A non-natural RNA molecule comprising a base sequence derived from an RNA-protein complex interaction motif, wherein the RNA molecule specifically changes in structure according to claim 2;
A functional RNA-protein complex comprising an amino acid sequence that specifically binds to a base sequence derived from the RNA-protein complex interaction motif of the RNA molecule, and a protein molecule comprising a functional protein.
The function according to claim 7, wherein the functional protein is one or more selected from a marker protein, a membrane-permeable protein, a protein specific to a tumor, a protein having a therapeutic effect, and an antibody that recognizes a specific cell surface. Sex RNA-protein complex.

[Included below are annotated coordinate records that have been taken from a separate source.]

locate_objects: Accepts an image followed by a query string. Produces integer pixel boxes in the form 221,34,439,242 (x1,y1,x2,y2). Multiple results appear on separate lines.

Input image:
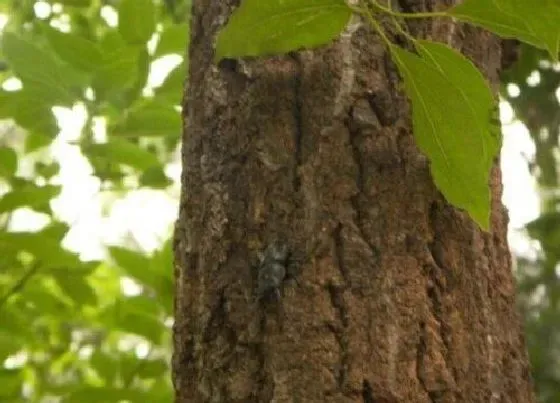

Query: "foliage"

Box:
216,0,560,230
502,42,560,403
0,0,190,403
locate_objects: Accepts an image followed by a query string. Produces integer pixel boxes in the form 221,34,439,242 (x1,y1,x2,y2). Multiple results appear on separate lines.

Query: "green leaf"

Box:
82,137,159,171
63,386,149,403
0,184,60,213
154,63,188,105
0,147,18,178
139,166,173,189
137,359,169,379
0,88,58,140
55,270,97,306
109,246,154,286
42,25,102,72
119,0,156,44
51,0,91,7
0,368,24,401
116,313,163,344
215,0,352,61
416,40,502,172
35,161,60,179
391,41,497,230
1,32,75,105
93,31,139,98
448,0,560,60
110,102,182,137
154,23,189,57
94,48,139,94
0,231,83,270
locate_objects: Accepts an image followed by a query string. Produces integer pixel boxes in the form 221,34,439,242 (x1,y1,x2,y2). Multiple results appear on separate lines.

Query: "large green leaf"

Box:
0,88,58,140
448,0,560,60
216,0,352,60
119,0,156,44
391,42,497,229
417,40,501,172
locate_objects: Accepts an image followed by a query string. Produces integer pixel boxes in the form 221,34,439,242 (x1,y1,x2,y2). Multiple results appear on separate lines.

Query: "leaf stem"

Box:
0,262,40,307
350,1,393,49
370,0,449,18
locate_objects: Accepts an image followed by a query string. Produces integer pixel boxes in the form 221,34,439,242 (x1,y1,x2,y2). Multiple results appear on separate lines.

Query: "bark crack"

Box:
345,102,379,257
327,225,350,390
289,52,304,193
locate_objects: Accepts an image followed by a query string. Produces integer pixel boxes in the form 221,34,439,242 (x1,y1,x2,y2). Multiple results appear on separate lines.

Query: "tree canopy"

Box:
0,0,560,403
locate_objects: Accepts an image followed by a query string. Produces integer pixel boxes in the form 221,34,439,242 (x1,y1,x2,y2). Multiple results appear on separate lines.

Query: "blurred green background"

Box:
0,0,560,403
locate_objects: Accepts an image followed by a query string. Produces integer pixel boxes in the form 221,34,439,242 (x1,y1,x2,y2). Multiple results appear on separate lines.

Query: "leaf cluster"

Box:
0,0,190,403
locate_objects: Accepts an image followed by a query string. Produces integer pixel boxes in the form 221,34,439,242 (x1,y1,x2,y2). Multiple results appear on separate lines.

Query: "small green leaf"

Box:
51,0,91,7
110,102,182,137
82,137,159,171
0,368,24,401
0,184,60,213
154,64,187,105
0,231,83,270
139,166,173,189
0,147,17,178
1,32,75,105
116,313,163,344
391,41,497,230
215,0,352,61
154,23,189,57
94,47,140,96
43,25,102,72
119,0,156,44
448,0,560,60
55,276,97,306
35,161,60,179
109,246,154,286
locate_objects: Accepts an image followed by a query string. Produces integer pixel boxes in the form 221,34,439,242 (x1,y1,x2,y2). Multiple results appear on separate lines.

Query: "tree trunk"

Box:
174,0,534,403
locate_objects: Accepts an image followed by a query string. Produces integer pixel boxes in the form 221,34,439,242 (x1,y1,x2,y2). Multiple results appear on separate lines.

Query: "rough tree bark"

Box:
174,0,534,403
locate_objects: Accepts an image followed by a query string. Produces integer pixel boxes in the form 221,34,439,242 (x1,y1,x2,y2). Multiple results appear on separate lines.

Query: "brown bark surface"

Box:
174,0,534,403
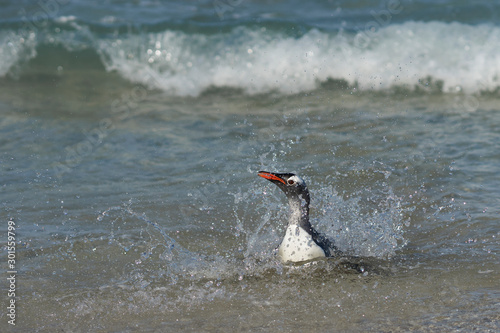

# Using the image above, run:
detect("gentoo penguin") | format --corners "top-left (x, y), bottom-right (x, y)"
top-left (258, 171), bottom-right (340, 263)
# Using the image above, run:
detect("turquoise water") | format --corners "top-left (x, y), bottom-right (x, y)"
top-left (0, 0), bottom-right (500, 332)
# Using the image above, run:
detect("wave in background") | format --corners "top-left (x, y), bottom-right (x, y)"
top-left (0, 17), bottom-right (500, 96)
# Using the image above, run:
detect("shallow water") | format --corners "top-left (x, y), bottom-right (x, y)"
top-left (0, 1), bottom-right (500, 332)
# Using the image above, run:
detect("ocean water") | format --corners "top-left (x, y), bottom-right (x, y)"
top-left (0, 0), bottom-right (500, 332)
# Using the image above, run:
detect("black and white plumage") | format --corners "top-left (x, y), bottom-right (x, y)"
top-left (258, 171), bottom-right (339, 263)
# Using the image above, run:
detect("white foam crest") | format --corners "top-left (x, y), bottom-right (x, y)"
top-left (0, 31), bottom-right (36, 77)
top-left (99, 22), bottom-right (500, 96)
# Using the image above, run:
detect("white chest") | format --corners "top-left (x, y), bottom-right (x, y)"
top-left (278, 224), bottom-right (325, 263)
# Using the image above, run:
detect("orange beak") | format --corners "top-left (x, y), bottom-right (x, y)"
top-left (258, 171), bottom-right (286, 185)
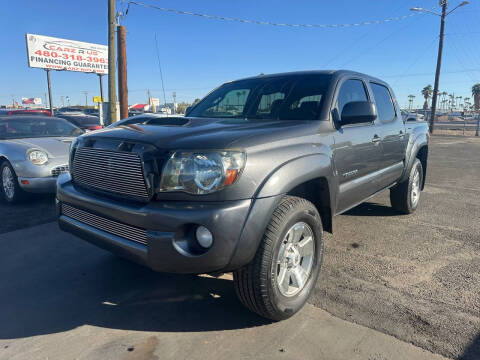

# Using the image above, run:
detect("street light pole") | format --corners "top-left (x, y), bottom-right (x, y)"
top-left (430, 0), bottom-right (448, 134)
top-left (410, 0), bottom-right (469, 134)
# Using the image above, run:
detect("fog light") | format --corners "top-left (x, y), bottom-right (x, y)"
top-left (195, 226), bottom-right (213, 249)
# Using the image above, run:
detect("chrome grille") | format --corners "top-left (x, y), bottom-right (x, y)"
top-left (62, 204), bottom-right (147, 245)
top-left (73, 147), bottom-right (149, 200)
top-left (51, 165), bottom-right (68, 177)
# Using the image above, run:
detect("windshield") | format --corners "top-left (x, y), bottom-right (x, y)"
top-left (188, 74), bottom-right (331, 120)
top-left (0, 116), bottom-right (83, 140)
top-left (60, 115), bottom-right (100, 126)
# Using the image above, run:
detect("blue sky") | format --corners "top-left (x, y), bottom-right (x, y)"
top-left (0, 0), bottom-right (480, 106)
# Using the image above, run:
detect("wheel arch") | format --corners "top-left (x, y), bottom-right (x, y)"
top-left (415, 145), bottom-right (428, 190)
top-left (227, 154), bottom-right (335, 271)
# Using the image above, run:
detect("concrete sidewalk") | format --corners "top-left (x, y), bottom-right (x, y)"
top-left (0, 223), bottom-right (444, 360)
top-left (0, 305), bottom-right (445, 360)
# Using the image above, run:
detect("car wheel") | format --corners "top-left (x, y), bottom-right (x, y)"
top-left (0, 161), bottom-right (25, 203)
top-left (390, 159), bottom-right (423, 214)
top-left (233, 196), bottom-right (323, 321)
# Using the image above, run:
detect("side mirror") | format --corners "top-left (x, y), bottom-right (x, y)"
top-left (341, 101), bottom-right (377, 125)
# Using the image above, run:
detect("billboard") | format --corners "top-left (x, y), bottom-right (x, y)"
top-left (25, 34), bottom-right (108, 74)
top-left (22, 98), bottom-right (42, 105)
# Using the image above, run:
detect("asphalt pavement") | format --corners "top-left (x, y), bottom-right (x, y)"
top-left (0, 137), bottom-right (480, 360)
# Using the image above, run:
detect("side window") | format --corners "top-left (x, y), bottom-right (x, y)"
top-left (256, 92), bottom-right (285, 116)
top-left (370, 83), bottom-right (395, 122)
top-left (337, 79), bottom-right (368, 116)
top-left (204, 89), bottom-right (250, 117)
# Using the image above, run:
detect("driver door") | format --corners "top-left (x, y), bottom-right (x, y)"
top-left (333, 79), bottom-right (383, 214)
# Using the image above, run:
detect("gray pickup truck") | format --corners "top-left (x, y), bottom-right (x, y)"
top-left (57, 71), bottom-right (429, 320)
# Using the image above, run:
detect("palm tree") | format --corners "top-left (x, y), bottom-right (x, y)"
top-left (448, 94), bottom-right (455, 110)
top-left (408, 94), bottom-right (415, 110)
top-left (455, 96), bottom-right (462, 107)
top-left (472, 84), bottom-right (480, 111)
top-left (440, 91), bottom-right (448, 110)
top-left (422, 85), bottom-right (433, 110)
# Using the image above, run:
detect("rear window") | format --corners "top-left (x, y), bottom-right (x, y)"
top-left (370, 83), bottom-right (396, 122)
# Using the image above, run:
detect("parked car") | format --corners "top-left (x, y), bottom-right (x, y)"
top-left (57, 71), bottom-right (429, 320)
top-left (401, 110), bottom-right (426, 121)
top-left (83, 108), bottom-right (98, 116)
top-left (57, 113), bottom-right (103, 131)
top-left (6, 109), bottom-right (52, 116)
top-left (0, 115), bottom-right (83, 203)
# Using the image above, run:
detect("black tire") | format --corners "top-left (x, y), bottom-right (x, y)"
top-left (0, 160), bottom-right (25, 204)
top-left (390, 159), bottom-right (423, 214)
top-left (233, 196), bottom-right (323, 321)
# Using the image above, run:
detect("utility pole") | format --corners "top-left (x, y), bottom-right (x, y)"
top-left (82, 91), bottom-right (88, 106)
top-left (172, 91), bottom-right (177, 114)
top-left (117, 25), bottom-right (128, 119)
top-left (410, 0), bottom-right (469, 134)
top-left (107, 0), bottom-right (117, 124)
top-left (45, 69), bottom-right (53, 116)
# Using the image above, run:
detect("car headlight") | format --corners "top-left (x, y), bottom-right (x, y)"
top-left (160, 151), bottom-right (245, 195)
top-left (27, 149), bottom-right (48, 165)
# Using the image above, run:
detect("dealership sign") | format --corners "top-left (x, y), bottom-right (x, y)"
top-left (25, 34), bottom-right (108, 74)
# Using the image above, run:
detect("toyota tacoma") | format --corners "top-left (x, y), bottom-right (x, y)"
top-left (57, 70), bottom-right (429, 320)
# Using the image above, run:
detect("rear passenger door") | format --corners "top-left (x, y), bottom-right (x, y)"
top-left (370, 82), bottom-right (407, 187)
top-left (332, 78), bottom-right (383, 213)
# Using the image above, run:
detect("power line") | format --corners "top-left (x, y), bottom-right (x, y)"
top-left (127, 1), bottom-right (419, 28)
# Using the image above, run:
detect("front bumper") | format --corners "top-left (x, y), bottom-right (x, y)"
top-left (18, 176), bottom-right (57, 193)
top-left (57, 176), bottom-right (282, 273)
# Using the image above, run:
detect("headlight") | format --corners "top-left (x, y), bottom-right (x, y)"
top-left (27, 149), bottom-right (48, 165)
top-left (160, 151), bottom-right (245, 194)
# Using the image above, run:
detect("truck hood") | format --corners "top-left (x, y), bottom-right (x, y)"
top-left (82, 118), bottom-right (315, 150)
top-left (4, 137), bottom-right (73, 158)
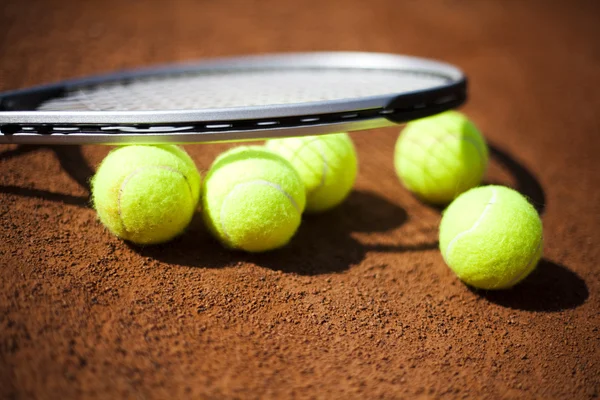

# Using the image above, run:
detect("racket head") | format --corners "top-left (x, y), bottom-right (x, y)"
top-left (0, 52), bottom-right (466, 144)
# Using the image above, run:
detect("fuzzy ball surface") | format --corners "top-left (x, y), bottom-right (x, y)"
top-left (202, 146), bottom-right (306, 252)
top-left (92, 145), bottom-right (200, 244)
top-left (394, 111), bottom-right (488, 205)
top-left (440, 186), bottom-right (543, 289)
top-left (266, 133), bottom-right (358, 213)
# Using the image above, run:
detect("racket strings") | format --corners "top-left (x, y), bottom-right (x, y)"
top-left (38, 69), bottom-right (445, 111)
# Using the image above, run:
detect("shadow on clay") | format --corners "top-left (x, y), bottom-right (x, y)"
top-left (469, 259), bottom-right (589, 312)
top-left (488, 144), bottom-right (546, 215)
top-left (0, 146), bottom-right (94, 207)
top-left (0, 144), bottom-right (589, 312)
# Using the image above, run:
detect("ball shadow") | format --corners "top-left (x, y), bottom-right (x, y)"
top-left (488, 143), bottom-right (546, 215)
top-left (469, 259), bottom-right (589, 312)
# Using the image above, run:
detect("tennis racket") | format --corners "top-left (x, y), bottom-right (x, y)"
top-left (0, 52), bottom-right (467, 144)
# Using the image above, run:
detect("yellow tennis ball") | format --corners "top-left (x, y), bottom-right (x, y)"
top-left (394, 111), bottom-right (488, 204)
top-left (202, 146), bottom-right (306, 252)
top-left (266, 133), bottom-right (358, 212)
top-left (92, 145), bottom-right (200, 244)
top-left (440, 186), bottom-right (543, 289)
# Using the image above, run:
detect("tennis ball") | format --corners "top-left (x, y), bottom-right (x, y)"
top-left (440, 186), bottom-right (543, 289)
top-left (92, 145), bottom-right (200, 244)
top-left (266, 133), bottom-right (358, 212)
top-left (202, 146), bottom-right (306, 252)
top-left (394, 111), bottom-right (488, 204)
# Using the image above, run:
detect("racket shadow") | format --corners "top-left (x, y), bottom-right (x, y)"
top-left (486, 143), bottom-right (546, 215)
top-left (137, 191), bottom-right (437, 275)
top-left (0, 145), bottom-right (94, 207)
top-left (469, 259), bottom-right (589, 312)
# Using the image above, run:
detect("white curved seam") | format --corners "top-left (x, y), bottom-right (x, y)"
top-left (219, 179), bottom-right (302, 242)
top-left (117, 165), bottom-right (194, 234)
top-left (446, 188), bottom-right (497, 261)
top-left (399, 132), bottom-right (484, 197)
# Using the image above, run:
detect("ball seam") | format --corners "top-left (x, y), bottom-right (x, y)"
top-left (445, 188), bottom-right (498, 265)
top-left (219, 179), bottom-right (302, 244)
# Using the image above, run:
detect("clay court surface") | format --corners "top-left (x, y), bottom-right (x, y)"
top-left (0, 0), bottom-right (600, 399)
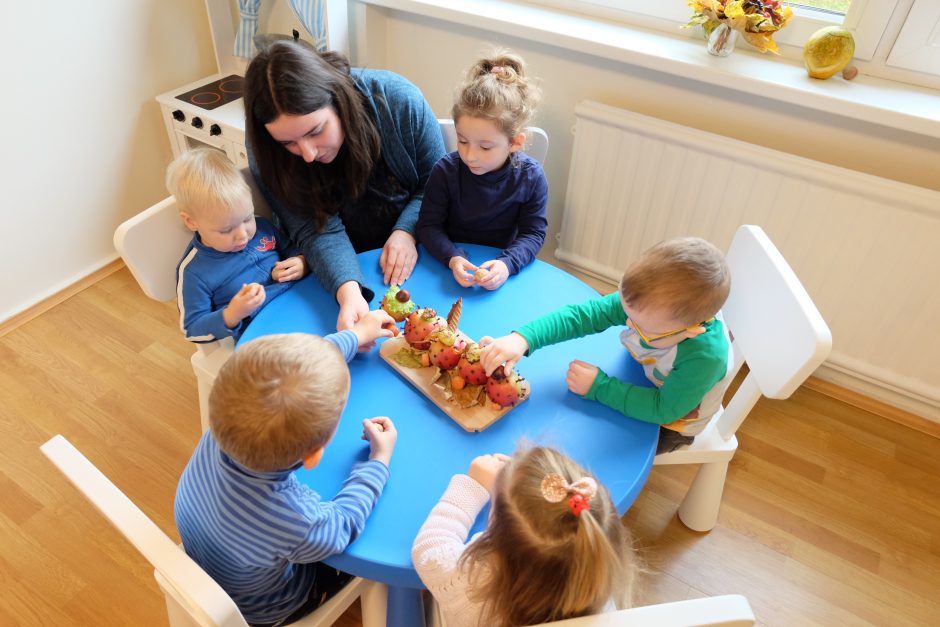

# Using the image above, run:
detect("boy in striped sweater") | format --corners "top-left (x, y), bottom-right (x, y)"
top-left (175, 324), bottom-right (397, 625)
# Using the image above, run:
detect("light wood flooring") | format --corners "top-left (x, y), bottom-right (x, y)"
top-left (0, 269), bottom-right (940, 627)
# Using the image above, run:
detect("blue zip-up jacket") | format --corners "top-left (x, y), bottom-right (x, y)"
top-left (176, 217), bottom-right (298, 343)
top-left (174, 330), bottom-right (389, 623)
top-left (248, 68), bottom-right (444, 301)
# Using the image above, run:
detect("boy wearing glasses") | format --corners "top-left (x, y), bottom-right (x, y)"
top-left (480, 237), bottom-right (733, 453)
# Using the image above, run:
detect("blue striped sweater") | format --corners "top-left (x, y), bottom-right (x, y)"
top-left (175, 331), bottom-right (388, 623)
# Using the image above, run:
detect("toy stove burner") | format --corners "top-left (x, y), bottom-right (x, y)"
top-left (177, 74), bottom-right (245, 111)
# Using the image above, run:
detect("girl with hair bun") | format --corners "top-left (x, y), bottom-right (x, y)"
top-left (412, 447), bottom-right (637, 627)
top-left (418, 50), bottom-right (548, 290)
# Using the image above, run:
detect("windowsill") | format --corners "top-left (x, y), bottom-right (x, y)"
top-left (359, 0), bottom-right (940, 138)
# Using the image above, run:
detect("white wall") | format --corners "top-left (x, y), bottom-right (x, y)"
top-left (0, 0), bottom-right (216, 321)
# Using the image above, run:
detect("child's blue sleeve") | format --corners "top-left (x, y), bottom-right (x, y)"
top-left (288, 460), bottom-right (389, 563)
top-left (416, 161), bottom-right (467, 266)
top-left (177, 260), bottom-right (239, 344)
top-left (496, 163), bottom-right (548, 276)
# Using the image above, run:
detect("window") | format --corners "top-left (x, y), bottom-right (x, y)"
top-left (538, 0), bottom-right (940, 87)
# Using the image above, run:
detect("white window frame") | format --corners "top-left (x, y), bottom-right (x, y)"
top-left (531, 0), bottom-right (940, 88)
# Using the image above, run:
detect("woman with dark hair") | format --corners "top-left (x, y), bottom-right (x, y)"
top-left (245, 38), bottom-right (444, 330)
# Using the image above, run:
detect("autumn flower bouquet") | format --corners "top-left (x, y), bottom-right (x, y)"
top-left (685, 0), bottom-right (793, 54)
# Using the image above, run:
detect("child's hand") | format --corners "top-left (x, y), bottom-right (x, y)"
top-left (222, 283), bottom-right (265, 329)
top-left (467, 453), bottom-right (509, 494)
top-left (352, 309), bottom-right (395, 351)
top-left (362, 416), bottom-right (398, 466)
top-left (480, 331), bottom-right (529, 376)
top-left (474, 259), bottom-right (509, 290)
top-left (447, 255), bottom-right (479, 287)
top-left (271, 255), bottom-right (307, 283)
top-left (565, 359), bottom-right (598, 396)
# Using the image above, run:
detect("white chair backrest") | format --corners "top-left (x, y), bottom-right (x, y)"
top-left (532, 594), bottom-right (755, 627)
top-left (39, 435), bottom-right (248, 627)
top-left (114, 196), bottom-right (193, 302)
top-left (437, 118), bottom-right (548, 165)
top-left (717, 224), bottom-right (832, 440)
top-left (722, 225), bottom-right (832, 398)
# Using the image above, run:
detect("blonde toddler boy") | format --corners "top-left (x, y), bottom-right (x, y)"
top-left (480, 237), bottom-right (733, 453)
top-left (175, 310), bottom-right (397, 625)
top-left (166, 148), bottom-right (306, 342)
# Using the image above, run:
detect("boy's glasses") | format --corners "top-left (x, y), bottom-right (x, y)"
top-left (627, 318), bottom-right (704, 344)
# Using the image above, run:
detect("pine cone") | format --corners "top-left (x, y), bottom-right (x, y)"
top-left (447, 296), bottom-right (463, 333)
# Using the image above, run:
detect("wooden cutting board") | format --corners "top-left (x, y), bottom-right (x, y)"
top-left (379, 336), bottom-right (518, 432)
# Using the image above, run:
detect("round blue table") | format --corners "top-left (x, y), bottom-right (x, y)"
top-left (239, 245), bottom-right (658, 625)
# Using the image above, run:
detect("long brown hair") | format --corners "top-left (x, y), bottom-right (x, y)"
top-left (460, 447), bottom-right (636, 627)
top-left (244, 37), bottom-right (380, 228)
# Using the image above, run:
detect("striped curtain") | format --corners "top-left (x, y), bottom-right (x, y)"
top-left (235, 0), bottom-right (261, 59)
top-left (288, 0), bottom-right (329, 52)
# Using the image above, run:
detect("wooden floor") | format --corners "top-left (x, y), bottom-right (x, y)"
top-left (0, 270), bottom-right (940, 626)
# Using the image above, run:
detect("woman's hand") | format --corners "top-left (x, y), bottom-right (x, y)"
top-left (379, 229), bottom-right (418, 285)
top-left (336, 281), bottom-right (375, 353)
top-left (447, 255), bottom-right (477, 287)
top-left (476, 259), bottom-right (509, 290)
top-left (271, 255), bottom-right (307, 283)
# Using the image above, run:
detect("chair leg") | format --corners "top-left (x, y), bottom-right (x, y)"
top-left (196, 374), bottom-right (212, 433)
top-left (359, 582), bottom-right (388, 627)
top-left (679, 461), bottom-right (728, 531)
top-left (427, 595), bottom-right (444, 627)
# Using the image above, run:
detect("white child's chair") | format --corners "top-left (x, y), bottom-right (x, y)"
top-left (429, 594), bottom-right (755, 627)
top-left (653, 225), bottom-right (832, 531)
top-left (114, 169), bottom-right (271, 432)
top-left (437, 118), bottom-right (548, 165)
top-left (40, 435), bottom-right (388, 627)
top-left (544, 594), bottom-right (755, 627)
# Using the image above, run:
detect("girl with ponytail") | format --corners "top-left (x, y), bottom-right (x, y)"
top-left (412, 447), bottom-right (637, 627)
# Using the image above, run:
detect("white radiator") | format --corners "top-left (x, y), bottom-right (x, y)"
top-left (555, 101), bottom-right (940, 422)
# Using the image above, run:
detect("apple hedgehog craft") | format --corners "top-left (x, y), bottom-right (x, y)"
top-left (380, 292), bottom-right (529, 431)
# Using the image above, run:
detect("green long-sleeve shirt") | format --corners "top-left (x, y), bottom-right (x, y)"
top-left (516, 292), bottom-right (730, 435)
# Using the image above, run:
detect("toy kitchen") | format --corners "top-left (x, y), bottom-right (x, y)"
top-left (157, 74), bottom-right (248, 168)
top-left (157, 74), bottom-right (248, 168)
top-left (157, 0), bottom-right (346, 168)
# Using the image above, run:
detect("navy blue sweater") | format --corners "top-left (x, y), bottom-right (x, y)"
top-left (418, 152), bottom-right (548, 275)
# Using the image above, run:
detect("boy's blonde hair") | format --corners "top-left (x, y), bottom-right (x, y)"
top-left (620, 237), bottom-right (731, 325)
top-left (209, 333), bottom-right (349, 472)
top-left (460, 447), bottom-right (637, 627)
top-left (451, 49), bottom-right (542, 140)
top-left (166, 148), bottom-right (251, 216)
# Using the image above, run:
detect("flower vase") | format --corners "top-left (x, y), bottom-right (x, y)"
top-left (707, 22), bottom-right (738, 57)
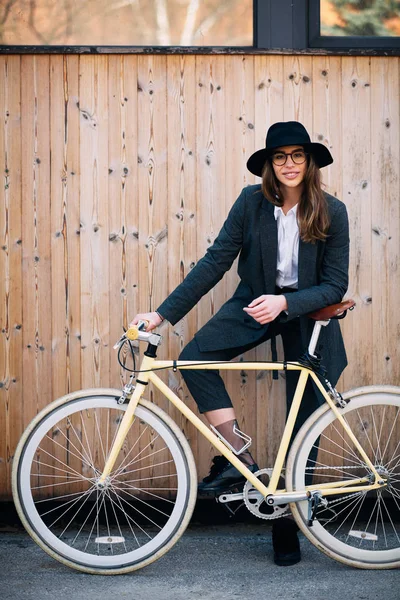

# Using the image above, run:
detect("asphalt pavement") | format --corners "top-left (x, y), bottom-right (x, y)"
top-left (0, 510), bottom-right (400, 600)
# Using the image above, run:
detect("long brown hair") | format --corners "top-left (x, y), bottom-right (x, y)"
top-left (261, 154), bottom-right (330, 243)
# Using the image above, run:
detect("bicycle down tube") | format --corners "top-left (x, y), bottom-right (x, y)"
top-left (99, 355), bottom-right (385, 500)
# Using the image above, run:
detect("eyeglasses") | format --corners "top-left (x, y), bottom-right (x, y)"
top-left (272, 150), bottom-right (308, 167)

A method for producing an RNA-protein complex nanostructure comprising:
A non-natural RNA molecule comprising a base sequence derived from an RNA-protein complex interaction motif contains an amino acid sequence that specifically binds to the base sequence derived from the RNA-protein complex interaction motif of the RNA molecule. A method comprising adding a protein molecule and optionally a metal ion.